Willi lamentó no haberse llevado unos guantes. Y un sombrero. Ni siquiera de niño le había gustado navegar. Cuanto más deprisa iban y más acusado era el balanceo, en peor estado se encontraba su estómago. Aquél había sido un motivo determinante para que no se hubiera alistado en la Marina.

—¿Estás seguro de que no nos ven? —Willi tenía la boca llena de saliva.

—No hay garantía —gritó Fritz desde el timón—. Procuro mantenerme todo lo lejos que…

Willi se agarró a la barra de la borda y vomitó.

A Fritz le entró tal ataque de risa que a punto estuvo de perder el control de la embarcación.

A la media hora estaban bordeando la orilla de la península de Tegel, dirigiéndose directamente al norte hacia Oranienburg, donde el río se estrechaba hasta la mitad de su anchura.
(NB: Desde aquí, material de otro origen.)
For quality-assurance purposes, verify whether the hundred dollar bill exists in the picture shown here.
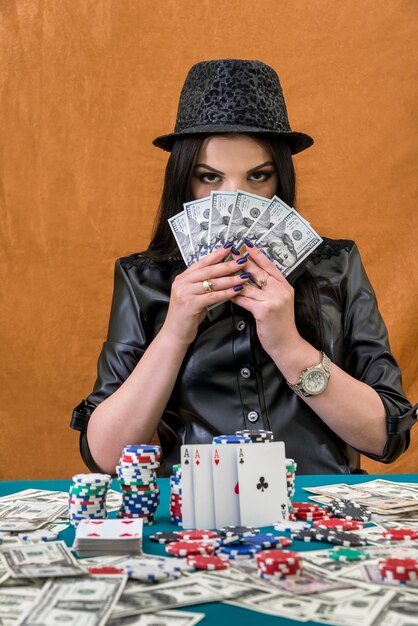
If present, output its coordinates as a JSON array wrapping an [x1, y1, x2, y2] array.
[[0, 585, 42, 626], [0, 541, 85, 578], [245, 196, 292, 242], [17, 575, 127, 626], [255, 211, 322, 276], [168, 211, 195, 267], [209, 191, 237, 250], [183, 196, 211, 261], [226, 189, 270, 244], [0, 495, 68, 532], [111, 574, 240, 620], [107, 610, 205, 626]]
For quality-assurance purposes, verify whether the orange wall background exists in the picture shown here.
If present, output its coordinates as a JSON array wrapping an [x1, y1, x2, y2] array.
[[0, 0, 418, 480]]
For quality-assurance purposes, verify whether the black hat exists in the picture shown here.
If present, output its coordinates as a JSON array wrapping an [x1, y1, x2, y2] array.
[[152, 59, 313, 154]]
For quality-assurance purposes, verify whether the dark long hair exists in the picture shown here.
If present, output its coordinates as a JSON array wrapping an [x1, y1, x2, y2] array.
[[144, 133, 325, 349]]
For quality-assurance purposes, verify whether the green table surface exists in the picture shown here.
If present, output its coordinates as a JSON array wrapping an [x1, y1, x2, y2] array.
[[0, 474, 418, 626]]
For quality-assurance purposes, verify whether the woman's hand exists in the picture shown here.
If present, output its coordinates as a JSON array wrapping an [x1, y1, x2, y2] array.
[[164, 247, 250, 346], [235, 246, 301, 360]]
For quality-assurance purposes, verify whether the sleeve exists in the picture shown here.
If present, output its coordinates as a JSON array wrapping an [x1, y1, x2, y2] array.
[[342, 245, 418, 463], [70, 259, 147, 472]]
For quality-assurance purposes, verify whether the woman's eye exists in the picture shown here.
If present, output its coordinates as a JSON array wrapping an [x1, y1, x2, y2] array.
[[199, 174, 219, 183]]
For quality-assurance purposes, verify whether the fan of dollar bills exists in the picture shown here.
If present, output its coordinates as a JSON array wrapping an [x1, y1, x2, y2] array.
[[168, 190, 322, 276]]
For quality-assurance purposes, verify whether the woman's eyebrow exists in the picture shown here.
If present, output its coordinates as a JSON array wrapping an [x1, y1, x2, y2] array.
[[195, 161, 274, 176]]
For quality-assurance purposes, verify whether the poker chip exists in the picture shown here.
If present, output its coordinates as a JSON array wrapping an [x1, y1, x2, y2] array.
[[116, 445, 160, 526], [328, 548, 369, 561], [219, 526, 260, 539], [235, 429, 274, 443], [68, 473, 112, 524], [244, 533, 280, 550], [165, 541, 215, 557], [212, 435, 252, 444], [186, 554, 229, 571], [383, 528, 418, 541], [218, 543, 262, 559], [313, 518, 364, 531], [377, 558, 418, 582], [149, 531, 180, 543], [178, 530, 219, 541]]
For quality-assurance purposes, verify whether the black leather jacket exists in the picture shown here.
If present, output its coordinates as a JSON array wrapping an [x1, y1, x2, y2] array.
[[71, 239, 416, 474]]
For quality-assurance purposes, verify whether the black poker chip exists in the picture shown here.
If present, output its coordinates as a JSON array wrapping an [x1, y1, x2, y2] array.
[[149, 531, 180, 543]]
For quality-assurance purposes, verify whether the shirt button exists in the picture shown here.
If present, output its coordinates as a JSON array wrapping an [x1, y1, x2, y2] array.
[[241, 367, 251, 378]]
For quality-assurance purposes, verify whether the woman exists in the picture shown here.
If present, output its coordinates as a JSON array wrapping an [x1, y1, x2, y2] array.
[[72, 59, 416, 473]]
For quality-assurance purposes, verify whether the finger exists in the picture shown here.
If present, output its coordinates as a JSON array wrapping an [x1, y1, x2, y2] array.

Habían dejado atrás el cobertizo de las barcas y el pueblo de veraneo. ¿Dónde estaba Sachsenhausen?

Willi acababa de comunicar por radio su última posición, cuando oyó gritar a Fritz:

—¡Hostia!, nos han descubierto.

—No…

Willi dejó caer el micrófono y se levantó a trompicones, rezando para que no fuera verdad. Pero aun en la neblinosa oscuridad era evidente que la lancha de delante estaba girando repentinamente a la derecha, lanzando una enorme rociada cuando prácticamente se levantó sobre su popa y se dirigió directamente hacia ellos.

Desastre.

Las alternativas eran sobrecogedoras. Willi sabía que podían resolverlo a tiros, pues no había sido tan tonto como para ir desarmado. Pero Putzi podía resultar herida. Podían girar y dejarlos atrás… pero entonces perderían a Putzi. Y a Sachsenhausen. Podían dejar que los alcanzaran y fingir que habían ido casualmente a pescar allí a las cinco de la mañana. Pero había tantas probabilidades de que aquellos maníacos se lo creyeran como de que volvieran contra ellos una ametralladora y los arrojaran al Havel. Un sudor gélido le cubrió la cara y el cuero cabelludo, le bajó hasta el cuello y la espalda. Buscó frenéticamente en el horizonte; tenía que haber alguna manera de escapar, en algún sitio tenía que haber una orilla. Como… aquélla… que ocultaba un gigantesco abeto.

—¡Allí! —gritó.

Fritz lo entendió.

Metiéndose directamente entre la espesura verde, el barco se dirigió en diagonal hacia la orilla. Cuando arañaron el fondo, Fritz apagó el motor. La luna desapareció y quedaron envueltos en la oscuridad. Unas grandes ramas colgantes acogieron compasivamente a
La Valentina.

El ruidoso motor de su antigua presa —en ese momento, su perseguidor— se hizo más fuerte. Fritz y él se pegaron a cubierta, y la angustia hizo que a Willi le ardiera prácticamente la cabeza. Si los localizaban, estaban todos perdidos. Más fuerte… más fuerte… La lancha estaba encima de ellos. Pasó rápidamente por su lado… ajena a su paradero. ¡Lo habían conseguido!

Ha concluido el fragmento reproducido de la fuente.